The findings were developed through a partnership between Gallup, the Oxford Wellbeing Research Centre, the World Happiness Report’s editorial board, and the United Nations’ Sustainable Development Solutions Network. Countries are ranked based on a “three-year average of each population’s average assessment of their quality of life,” the press release said.

The most recent report relies on data that was collected after the start of the COVID-19 pandemic, with survey respondents answering questions from 2021-2023.

According to the report, people born before 1965 are, on average, happier than people born after 1980. Millennials report drops in their life satisfaction with every year they grow older, while boomers’ happiness increases the older they get.
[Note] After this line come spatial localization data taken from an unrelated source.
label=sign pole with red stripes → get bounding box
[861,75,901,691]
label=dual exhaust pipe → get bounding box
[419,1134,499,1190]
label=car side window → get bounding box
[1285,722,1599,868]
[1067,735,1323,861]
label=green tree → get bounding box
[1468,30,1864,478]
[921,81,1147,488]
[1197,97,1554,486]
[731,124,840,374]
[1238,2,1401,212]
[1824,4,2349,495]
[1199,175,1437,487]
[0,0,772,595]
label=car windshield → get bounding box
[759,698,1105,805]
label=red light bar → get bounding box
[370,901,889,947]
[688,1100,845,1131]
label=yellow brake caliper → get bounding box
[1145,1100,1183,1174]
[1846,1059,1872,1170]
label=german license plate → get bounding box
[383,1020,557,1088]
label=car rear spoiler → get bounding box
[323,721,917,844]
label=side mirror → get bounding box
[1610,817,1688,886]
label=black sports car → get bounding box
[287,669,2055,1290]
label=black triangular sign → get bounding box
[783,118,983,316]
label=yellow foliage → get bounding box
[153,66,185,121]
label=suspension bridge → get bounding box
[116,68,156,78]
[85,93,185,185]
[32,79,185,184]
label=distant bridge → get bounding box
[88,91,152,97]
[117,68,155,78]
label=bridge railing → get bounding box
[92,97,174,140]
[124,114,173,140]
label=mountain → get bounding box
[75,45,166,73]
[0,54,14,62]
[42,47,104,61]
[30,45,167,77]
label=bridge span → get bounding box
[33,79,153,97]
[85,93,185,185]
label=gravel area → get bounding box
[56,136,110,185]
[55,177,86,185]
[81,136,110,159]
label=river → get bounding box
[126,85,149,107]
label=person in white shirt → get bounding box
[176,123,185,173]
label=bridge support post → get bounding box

Globally, people between the ages of 15 and 24 typically report greater life satisfaction than older adults. But the 2024 report finds that the gap is shrinking in Europe, and has reversed in North America. The data contrasts with reports of life satisfaction between 2006 and 2010, when the younger generation in North America were just as happy as older folks.

“Social connections could be one factor explaining the generational happiness differences,” says Ilana Ron Levey, Gallup Managing Director. “Different generations have different levels of social connections and we know social support and loneliness affect happiness. The quality of interpersonal relationships may affect the young and the old differently.”

In Central and Eastern Europe, Ron Levey notes, younger people tended to report higher levels of happiness than older people, in part because of social connection. But the data differs elsewhere in the world, including in the U.S. Last May, the U.S. Surgeon General brought attention to the public health crisis of loneliness and isolation, calling it an epidemic. A previous report by the American Psychological Association found that Gen Z adults reported higher stress levels than older generations, with health and finances cited as top concerns.

Across the Middle East, North Africa and South Asia, the wellbeing of 15-to-24-year-olds has also fallen since 2019.

“Piecing together the available data on the wellbeing of children and adolescents around the world, we documented disconcerting drops especially in North America and Western Europe,” said Jan-Emmanuel De Neve, the director of Oxford’s Wellbeing Research Centre and an editor of the report. “To think that, in some parts of the world, children are already experiencing the equivalent of a mid-life crisis demands immediate policy action.”